Ex-manager who failed to refer work to law firm has to repay debt instead


Bark-Jones: Successful claim

A tax specialist owes his former law firm £204,000 in overpayments he received while an employee after failing to refer work that would cover his debt, the High Court has ruled.

Mr Justice Moody upheld a decision that a 2017 settlement between London criminal law firm Bark & Co and Andrew Lynch was enforceable after the five-year period it gave Mr Lynch to introduce work expired without him doing so.

He also agreed with Ms Recorder Lambert KC that elements of the Tomlin order could be excised because they required Mr Lynch to make referrals which were banned by the Solicitors Regulation Authority (SRA).

Mr Lynch, now a non-solicitor partner at another London law firm, was a tax senior manager at Bark & Co from 2009 to 2016.

Moody J explained that, after he left, the firm sued him for £415,000 said to be due “mainly from allegedly overpaid commission, credit card spending and what are said to be secret commissions”.

It settled by a Tomlin order in late 2017, which stated in clause 1 that Mr Lynch owed Bark & Co £204,000 in overpayments.

To discharge the debt, Mr Lynch undertook to introduce to Bark & Co criminal fraud, white-collar crime, money laundering and civil fraud matters.

The value of this work was to be fees of twice the amount of the debt and introduced within five years.

There were provisions for Mr Lynch to receive a cut of the fees in certain circumstances, but that if he did not meet the target after five years, anything still owing fell immediately due as a contractual debt.

Mr Lynch did not introduce any work that led to billings and Bark & Co sought to enforce the Tomlin order on the basis that it contained an admission of a debt.

It was common ground that the clauses specifying introductions of criminal fraud, white-collar crime and money laundering work were unenforceable because they breached the SRA’s prohibition on referral fees in criminal cases.

The law firm sought the application of the ‘blue pencil test’ to excise them from the order.

Recorder Lambert agreed, excising the offending clauses and holding that the rest of the Tomlin order was enforceable, having refused Mr Lynch permission to withdraw the admission of a debt. She went on to give summary judgment in favour of Giles Bark-Jones, the law firm’s principal.

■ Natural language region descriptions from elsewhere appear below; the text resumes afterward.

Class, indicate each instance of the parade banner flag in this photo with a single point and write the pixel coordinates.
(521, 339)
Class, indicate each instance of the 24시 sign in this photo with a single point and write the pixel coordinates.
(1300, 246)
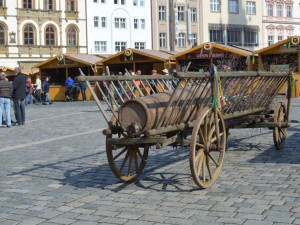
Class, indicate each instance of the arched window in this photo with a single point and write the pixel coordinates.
(28, 35)
(49, 4)
(2, 35)
(71, 5)
(72, 36)
(27, 4)
(50, 36)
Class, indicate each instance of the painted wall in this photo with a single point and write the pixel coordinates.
(110, 34)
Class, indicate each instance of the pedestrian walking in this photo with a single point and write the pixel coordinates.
(82, 89)
(19, 95)
(29, 91)
(38, 87)
(45, 89)
(6, 91)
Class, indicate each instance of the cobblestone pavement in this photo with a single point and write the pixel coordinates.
(54, 170)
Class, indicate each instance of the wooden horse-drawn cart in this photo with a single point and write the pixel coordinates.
(197, 112)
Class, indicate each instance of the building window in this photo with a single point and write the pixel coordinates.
(72, 33)
(50, 36)
(103, 22)
(136, 24)
(215, 5)
(2, 35)
(162, 40)
(216, 33)
(142, 24)
(289, 11)
(250, 7)
(100, 46)
(139, 45)
(96, 21)
(193, 14)
(233, 6)
(270, 40)
(162, 12)
(120, 23)
(279, 11)
(48, 4)
(234, 37)
(28, 35)
(71, 5)
(27, 4)
(181, 40)
(193, 40)
(270, 10)
(251, 37)
(120, 46)
(181, 13)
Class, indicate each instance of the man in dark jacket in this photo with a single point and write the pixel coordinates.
(19, 95)
(5, 95)
(45, 89)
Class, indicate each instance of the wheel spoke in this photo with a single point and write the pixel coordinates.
(199, 153)
(120, 153)
(213, 159)
(140, 154)
(130, 163)
(136, 162)
(124, 162)
(208, 167)
(203, 171)
(200, 164)
(201, 135)
(199, 145)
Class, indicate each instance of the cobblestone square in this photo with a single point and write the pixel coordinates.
(54, 170)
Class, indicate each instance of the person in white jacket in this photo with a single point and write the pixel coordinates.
(37, 92)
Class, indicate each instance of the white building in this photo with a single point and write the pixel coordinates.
(281, 19)
(114, 25)
(34, 30)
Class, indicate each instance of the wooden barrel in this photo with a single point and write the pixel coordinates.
(145, 112)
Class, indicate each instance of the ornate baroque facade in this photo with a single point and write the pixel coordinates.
(281, 19)
(34, 30)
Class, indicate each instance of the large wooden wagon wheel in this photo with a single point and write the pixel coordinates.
(126, 162)
(207, 147)
(279, 133)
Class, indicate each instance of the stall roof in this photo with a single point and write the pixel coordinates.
(84, 59)
(12, 70)
(155, 54)
(230, 48)
(276, 47)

On appeal, Moody J agreed that the unenforceable parts of the agreement could be severed.

“I consider that the change effected by the blue pencil test would not be such as to change the character of the contract so that it became not the sort of contract that the parties entered into at all.

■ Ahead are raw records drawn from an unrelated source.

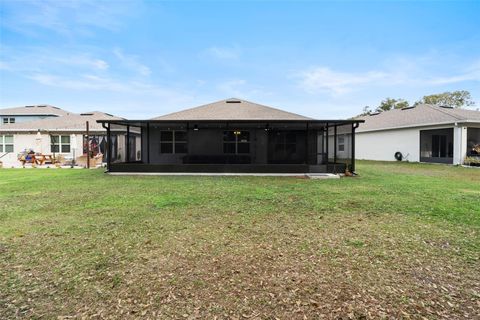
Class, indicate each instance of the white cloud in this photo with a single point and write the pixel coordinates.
(224, 53)
(324, 79)
(131, 62)
(69, 18)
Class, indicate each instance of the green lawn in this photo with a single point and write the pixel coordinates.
(400, 240)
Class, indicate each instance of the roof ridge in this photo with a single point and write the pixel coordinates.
(442, 111)
(276, 109)
(224, 101)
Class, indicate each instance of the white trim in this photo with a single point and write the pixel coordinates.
(418, 126)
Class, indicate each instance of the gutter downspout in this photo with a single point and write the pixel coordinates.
(109, 151)
(354, 126)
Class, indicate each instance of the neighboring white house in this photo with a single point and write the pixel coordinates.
(55, 135)
(29, 113)
(424, 133)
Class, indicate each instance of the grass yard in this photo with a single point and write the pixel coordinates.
(399, 241)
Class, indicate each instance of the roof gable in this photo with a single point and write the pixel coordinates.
(232, 109)
(42, 109)
(420, 115)
(69, 122)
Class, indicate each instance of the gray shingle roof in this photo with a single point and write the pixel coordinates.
(43, 109)
(70, 122)
(232, 109)
(421, 115)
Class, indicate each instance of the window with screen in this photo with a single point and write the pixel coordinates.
(6, 143)
(236, 142)
(60, 144)
(341, 143)
(174, 141)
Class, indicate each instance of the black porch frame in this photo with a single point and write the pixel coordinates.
(328, 127)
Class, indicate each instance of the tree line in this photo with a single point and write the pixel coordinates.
(453, 99)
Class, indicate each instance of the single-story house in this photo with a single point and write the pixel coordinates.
(231, 135)
(29, 113)
(424, 133)
(63, 137)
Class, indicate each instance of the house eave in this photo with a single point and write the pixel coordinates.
(434, 124)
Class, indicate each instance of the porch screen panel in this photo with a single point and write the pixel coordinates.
(135, 144)
(118, 143)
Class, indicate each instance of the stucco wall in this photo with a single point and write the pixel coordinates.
(382, 145)
(22, 118)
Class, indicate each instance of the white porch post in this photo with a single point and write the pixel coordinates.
(459, 143)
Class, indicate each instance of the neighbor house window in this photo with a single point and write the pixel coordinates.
(174, 141)
(236, 142)
(6, 143)
(341, 143)
(59, 144)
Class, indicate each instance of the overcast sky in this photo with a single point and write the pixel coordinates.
(324, 60)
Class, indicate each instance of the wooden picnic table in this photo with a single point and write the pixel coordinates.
(38, 159)
(42, 158)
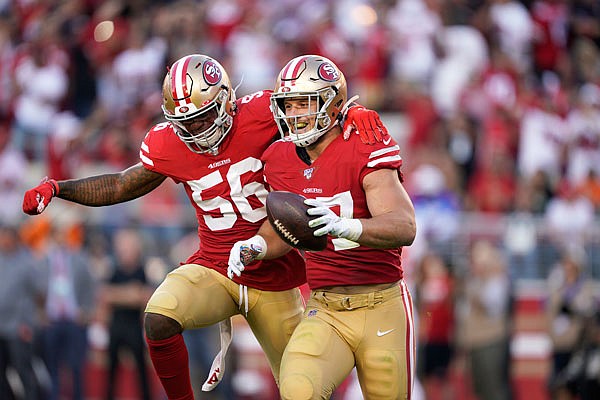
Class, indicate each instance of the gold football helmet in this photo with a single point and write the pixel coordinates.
(309, 78)
(197, 98)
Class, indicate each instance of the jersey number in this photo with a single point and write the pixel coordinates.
(346, 203)
(239, 195)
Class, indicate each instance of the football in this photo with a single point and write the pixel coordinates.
(287, 214)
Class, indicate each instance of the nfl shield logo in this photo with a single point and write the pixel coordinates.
(308, 172)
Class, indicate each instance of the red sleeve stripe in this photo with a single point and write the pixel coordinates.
(373, 163)
(146, 160)
(385, 150)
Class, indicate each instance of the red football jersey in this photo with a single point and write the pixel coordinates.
(336, 179)
(227, 191)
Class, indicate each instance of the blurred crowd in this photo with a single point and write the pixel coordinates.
(499, 103)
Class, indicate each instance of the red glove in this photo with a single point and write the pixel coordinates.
(367, 124)
(35, 200)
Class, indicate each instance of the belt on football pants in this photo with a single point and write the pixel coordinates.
(349, 302)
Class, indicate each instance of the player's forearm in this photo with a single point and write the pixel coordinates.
(108, 189)
(388, 231)
(95, 191)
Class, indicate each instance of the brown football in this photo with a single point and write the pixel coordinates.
(287, 214)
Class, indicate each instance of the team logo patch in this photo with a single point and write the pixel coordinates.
(211, 73)
(327, 72)
(308, 172)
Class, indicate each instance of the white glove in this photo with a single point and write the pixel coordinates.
(333, 224)
(244, 252)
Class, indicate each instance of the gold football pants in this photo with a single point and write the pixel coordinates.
(196, 296)
(372, 332)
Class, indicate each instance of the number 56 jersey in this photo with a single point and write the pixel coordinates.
(227, 191)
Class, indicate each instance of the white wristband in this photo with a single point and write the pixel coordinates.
(352, 229)
(258, 244)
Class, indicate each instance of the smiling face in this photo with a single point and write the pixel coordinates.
(300, 113)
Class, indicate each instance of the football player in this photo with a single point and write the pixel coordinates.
(360, 311)
(211, 144)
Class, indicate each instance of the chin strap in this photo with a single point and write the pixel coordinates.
(347, 105)
(217, 368)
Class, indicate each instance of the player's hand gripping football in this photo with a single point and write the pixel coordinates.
(243, 253)
(333, 224)
(37, 199)
(366, 123)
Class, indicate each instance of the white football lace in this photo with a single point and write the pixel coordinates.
(243, 298)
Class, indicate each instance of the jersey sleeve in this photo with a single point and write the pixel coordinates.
(160, 148)
(380, 156)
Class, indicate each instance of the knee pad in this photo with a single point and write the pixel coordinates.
(384, 375)
(296, 387)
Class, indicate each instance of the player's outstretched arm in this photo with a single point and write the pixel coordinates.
(264, 245)
(94, 191)
(393, 216)
(366, 123)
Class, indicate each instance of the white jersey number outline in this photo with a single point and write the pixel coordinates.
(239, 195)
(346, 203)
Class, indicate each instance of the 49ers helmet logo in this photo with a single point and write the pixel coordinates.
(328, 72)
(211, 73)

“It remained a contract of compromise which recognised an existing debt, and it was agreed that it could be paid off or reduced by the referral to the claimant of legal work.”

He accepted that clause 1 was a binding admission as to the existence of a debt and that the recorder correctly directed herself on the law in deciding that it could not be withdrawn.

“I cannot see that the recorder impermissibly took into account an irrelevant factor or overlooked relevant factors,” Moody J concluded.

“I can see no basis on which this court, exercising a review function, can properly interfere with the recorder’s weighing of those factors. I consider that the conclusion she came to was one that was properly open to her.”